Dans un message vidéo diffusé au cours de l’événement, Bill Gates, co-président de la Fondation Bill et Melinda Gates, s’est félicité de la création de l’ALN  et de l’impact qu’il pourra avoir en faveur d’investissements accrus dans la nutrition. « Avec les pays africains en chefs de file, nous pouvons accélérer les progrès de la lutte contre la malnutrition et libérer le potentiel des enfants partout dans le monde, a-t-il déclaré. « Nous avons mis au point un lot de mesures peut coûteuses qui, si on les applique à l’échelle mondiale, pourraient sauver 2,2 millions de vies et réduire de 50 millions le nombre d’enfants qui souffrent d’un retard de croissance dans les dix ans ». Il a fait observer qu’un engagement fort au plus haut niveau gouvernemental et de la part de l’ALN sont à même de jouer un rôle capital pour que la nutrition soit érigée au rang de priorité nationale.

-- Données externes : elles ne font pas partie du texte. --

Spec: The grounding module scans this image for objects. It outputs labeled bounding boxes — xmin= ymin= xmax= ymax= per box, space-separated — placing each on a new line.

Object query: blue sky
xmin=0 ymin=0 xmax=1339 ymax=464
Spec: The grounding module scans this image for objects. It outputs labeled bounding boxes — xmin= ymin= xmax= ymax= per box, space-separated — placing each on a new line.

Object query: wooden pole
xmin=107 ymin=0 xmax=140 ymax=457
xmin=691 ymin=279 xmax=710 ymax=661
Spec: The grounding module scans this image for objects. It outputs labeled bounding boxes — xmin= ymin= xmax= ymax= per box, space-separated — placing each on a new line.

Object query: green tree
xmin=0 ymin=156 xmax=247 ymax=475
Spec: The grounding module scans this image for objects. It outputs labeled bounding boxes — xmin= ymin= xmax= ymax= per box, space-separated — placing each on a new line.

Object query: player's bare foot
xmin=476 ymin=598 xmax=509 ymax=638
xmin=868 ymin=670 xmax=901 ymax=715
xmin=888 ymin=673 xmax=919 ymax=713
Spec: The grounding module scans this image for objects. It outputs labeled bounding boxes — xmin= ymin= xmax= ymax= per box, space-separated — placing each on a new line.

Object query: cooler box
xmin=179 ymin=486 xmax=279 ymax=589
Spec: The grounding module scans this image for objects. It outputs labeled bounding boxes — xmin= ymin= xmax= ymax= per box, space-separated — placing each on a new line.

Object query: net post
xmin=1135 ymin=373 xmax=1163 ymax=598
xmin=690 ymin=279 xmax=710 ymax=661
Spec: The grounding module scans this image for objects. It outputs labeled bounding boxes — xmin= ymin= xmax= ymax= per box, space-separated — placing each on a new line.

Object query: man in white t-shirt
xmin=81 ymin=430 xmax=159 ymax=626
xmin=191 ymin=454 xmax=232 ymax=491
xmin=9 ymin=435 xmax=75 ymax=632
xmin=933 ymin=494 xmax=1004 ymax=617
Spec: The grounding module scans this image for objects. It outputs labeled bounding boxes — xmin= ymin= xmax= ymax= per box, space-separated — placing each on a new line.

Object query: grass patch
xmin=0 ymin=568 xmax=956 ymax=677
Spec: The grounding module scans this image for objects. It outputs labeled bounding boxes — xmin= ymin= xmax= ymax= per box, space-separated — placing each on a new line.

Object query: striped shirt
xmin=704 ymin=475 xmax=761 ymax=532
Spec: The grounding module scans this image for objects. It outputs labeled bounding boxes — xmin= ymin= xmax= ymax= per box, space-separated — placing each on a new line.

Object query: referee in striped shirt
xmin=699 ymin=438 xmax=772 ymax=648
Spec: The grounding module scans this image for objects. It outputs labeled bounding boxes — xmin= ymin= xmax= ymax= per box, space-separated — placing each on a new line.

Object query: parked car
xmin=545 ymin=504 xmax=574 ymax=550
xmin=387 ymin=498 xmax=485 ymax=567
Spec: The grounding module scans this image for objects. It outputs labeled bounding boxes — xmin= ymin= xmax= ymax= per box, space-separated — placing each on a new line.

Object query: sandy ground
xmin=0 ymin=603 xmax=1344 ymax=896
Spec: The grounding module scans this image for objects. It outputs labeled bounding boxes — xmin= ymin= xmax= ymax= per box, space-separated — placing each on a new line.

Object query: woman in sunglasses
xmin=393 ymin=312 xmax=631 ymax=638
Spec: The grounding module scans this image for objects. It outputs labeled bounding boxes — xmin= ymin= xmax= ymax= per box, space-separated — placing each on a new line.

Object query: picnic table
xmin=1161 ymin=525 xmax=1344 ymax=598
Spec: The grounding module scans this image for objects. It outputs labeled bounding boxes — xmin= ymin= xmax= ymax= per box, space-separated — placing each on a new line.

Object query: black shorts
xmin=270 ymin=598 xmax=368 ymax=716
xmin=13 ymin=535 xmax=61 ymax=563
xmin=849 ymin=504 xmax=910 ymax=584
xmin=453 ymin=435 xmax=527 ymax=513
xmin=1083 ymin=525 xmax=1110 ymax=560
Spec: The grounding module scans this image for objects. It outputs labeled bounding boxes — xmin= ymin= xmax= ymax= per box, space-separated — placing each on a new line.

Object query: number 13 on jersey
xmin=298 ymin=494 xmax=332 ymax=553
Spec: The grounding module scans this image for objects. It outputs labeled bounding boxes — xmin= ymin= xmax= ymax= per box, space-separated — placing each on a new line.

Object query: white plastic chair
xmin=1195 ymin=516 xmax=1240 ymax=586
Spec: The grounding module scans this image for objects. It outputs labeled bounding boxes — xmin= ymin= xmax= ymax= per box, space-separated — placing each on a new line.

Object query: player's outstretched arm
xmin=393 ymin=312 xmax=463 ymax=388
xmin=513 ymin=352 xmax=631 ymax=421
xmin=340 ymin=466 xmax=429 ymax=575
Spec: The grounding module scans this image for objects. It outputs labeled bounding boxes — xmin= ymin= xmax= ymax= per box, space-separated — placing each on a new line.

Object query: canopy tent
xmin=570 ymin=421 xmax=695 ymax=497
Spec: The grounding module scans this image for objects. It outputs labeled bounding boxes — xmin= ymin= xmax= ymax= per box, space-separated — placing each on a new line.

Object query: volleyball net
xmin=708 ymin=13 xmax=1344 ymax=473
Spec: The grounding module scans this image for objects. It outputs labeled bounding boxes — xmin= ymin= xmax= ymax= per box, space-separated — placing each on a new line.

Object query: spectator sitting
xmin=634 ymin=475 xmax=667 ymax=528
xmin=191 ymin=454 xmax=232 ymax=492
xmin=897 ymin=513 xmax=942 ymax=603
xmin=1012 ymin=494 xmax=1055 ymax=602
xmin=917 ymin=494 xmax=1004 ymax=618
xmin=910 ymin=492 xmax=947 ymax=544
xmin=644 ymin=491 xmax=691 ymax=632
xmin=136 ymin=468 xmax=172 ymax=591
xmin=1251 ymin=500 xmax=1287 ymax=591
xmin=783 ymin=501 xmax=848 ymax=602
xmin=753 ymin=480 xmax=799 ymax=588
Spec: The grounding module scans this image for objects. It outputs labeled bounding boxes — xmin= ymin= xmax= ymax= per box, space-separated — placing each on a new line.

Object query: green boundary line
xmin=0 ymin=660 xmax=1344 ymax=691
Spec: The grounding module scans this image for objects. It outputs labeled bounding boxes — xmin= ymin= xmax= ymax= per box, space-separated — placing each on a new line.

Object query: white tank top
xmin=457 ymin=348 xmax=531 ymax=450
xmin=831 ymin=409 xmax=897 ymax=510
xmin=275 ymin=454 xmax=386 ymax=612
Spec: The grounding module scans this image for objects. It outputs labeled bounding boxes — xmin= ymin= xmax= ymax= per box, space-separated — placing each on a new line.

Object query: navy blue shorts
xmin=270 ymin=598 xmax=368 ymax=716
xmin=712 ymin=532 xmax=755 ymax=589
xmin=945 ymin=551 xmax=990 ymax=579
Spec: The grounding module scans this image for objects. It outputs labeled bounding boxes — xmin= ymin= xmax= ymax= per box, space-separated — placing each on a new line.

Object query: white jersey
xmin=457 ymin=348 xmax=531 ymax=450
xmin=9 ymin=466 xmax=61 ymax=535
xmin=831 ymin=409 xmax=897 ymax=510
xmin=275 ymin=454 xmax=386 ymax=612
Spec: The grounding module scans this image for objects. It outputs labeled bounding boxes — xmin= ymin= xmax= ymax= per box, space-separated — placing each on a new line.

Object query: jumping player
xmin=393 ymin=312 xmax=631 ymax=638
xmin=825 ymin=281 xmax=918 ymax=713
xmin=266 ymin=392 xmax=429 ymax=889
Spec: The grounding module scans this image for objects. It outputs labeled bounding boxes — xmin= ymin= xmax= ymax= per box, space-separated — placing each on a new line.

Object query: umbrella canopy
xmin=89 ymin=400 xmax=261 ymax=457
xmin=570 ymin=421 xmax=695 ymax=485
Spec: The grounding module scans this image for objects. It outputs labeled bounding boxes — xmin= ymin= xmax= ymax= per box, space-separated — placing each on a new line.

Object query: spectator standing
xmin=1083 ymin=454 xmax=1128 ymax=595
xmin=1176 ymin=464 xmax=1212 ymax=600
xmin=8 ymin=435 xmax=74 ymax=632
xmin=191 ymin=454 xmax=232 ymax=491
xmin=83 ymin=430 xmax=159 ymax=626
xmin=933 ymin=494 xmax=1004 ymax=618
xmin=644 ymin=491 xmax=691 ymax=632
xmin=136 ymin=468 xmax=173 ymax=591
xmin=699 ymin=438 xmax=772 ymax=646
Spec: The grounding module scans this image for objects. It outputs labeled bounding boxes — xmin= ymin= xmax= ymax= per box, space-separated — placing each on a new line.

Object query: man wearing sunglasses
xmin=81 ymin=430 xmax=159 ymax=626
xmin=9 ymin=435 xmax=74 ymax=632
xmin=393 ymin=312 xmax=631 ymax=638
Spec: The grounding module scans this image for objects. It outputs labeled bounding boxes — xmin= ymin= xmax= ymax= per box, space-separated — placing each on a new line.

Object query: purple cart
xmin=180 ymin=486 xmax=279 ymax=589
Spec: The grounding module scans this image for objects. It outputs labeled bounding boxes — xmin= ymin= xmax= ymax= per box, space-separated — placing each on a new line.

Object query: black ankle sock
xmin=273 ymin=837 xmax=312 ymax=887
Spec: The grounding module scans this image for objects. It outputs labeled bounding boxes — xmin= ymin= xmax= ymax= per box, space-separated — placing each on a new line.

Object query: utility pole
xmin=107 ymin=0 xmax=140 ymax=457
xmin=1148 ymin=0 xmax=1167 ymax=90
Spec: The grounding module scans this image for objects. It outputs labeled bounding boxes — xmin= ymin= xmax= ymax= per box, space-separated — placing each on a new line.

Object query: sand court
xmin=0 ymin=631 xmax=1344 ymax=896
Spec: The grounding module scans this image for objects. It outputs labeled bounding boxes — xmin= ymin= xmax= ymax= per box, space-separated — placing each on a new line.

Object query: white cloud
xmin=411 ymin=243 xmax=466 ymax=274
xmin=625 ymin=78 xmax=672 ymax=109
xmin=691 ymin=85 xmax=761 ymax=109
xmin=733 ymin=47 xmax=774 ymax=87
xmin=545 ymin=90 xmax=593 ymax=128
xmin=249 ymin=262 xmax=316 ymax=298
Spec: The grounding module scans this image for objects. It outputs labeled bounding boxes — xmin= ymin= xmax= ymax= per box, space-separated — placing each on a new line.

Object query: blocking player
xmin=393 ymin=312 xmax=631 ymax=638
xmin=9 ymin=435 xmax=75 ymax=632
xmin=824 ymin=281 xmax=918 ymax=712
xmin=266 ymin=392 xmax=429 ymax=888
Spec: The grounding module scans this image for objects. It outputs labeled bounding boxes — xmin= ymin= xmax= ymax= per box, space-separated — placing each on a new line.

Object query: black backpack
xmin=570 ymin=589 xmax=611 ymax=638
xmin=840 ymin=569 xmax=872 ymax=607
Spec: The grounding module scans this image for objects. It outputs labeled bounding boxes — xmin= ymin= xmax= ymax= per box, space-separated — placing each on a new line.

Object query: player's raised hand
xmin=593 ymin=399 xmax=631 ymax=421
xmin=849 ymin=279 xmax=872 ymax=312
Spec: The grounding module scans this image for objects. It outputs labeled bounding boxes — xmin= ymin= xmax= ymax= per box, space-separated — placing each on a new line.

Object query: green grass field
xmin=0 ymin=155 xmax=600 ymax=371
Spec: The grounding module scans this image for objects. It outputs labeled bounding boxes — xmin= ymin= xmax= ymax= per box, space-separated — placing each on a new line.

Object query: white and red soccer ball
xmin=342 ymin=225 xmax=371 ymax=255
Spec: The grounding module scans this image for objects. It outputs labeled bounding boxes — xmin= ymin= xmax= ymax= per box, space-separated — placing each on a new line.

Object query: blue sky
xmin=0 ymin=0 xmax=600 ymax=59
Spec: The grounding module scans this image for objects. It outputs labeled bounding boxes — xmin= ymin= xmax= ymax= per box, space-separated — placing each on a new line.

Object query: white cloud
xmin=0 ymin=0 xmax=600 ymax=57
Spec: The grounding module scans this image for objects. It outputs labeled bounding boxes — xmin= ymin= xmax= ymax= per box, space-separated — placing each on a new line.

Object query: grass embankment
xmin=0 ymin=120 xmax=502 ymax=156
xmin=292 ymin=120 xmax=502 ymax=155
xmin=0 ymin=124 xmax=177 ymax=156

Cette rencontre du 23 mai à Lusaka fait écho à la manifestation Investing in Nutrition (« Investir dans la nutrition ») au cours de laquelle Bill Gates s’est joint au président Adesina et à d’autres décideurs du monde de développement pour lancer le premier cadre de travail relatif à l’investissement dans la nutrition (le premier du genre à être créé), et exposer les résultats d’une nouvelle analyse révolutionnaire, qui donne aux défenseurs aux décisionnaires et de cette cause une feuille de route stratégique sur comment progresser plus vite dans la lutte contre la malnutrition. L’évènement avait eu lieu à Washington DC, dans le cadre des réunions de printemps de la Banque mondiale et du FMI, en avril 2016.

Ouvertes le lundi 23 mai 2016 à Lusaka, la capitale zambienne, les Assemblées annuelles de la BAD se déroulent jusqu’au 27 mai.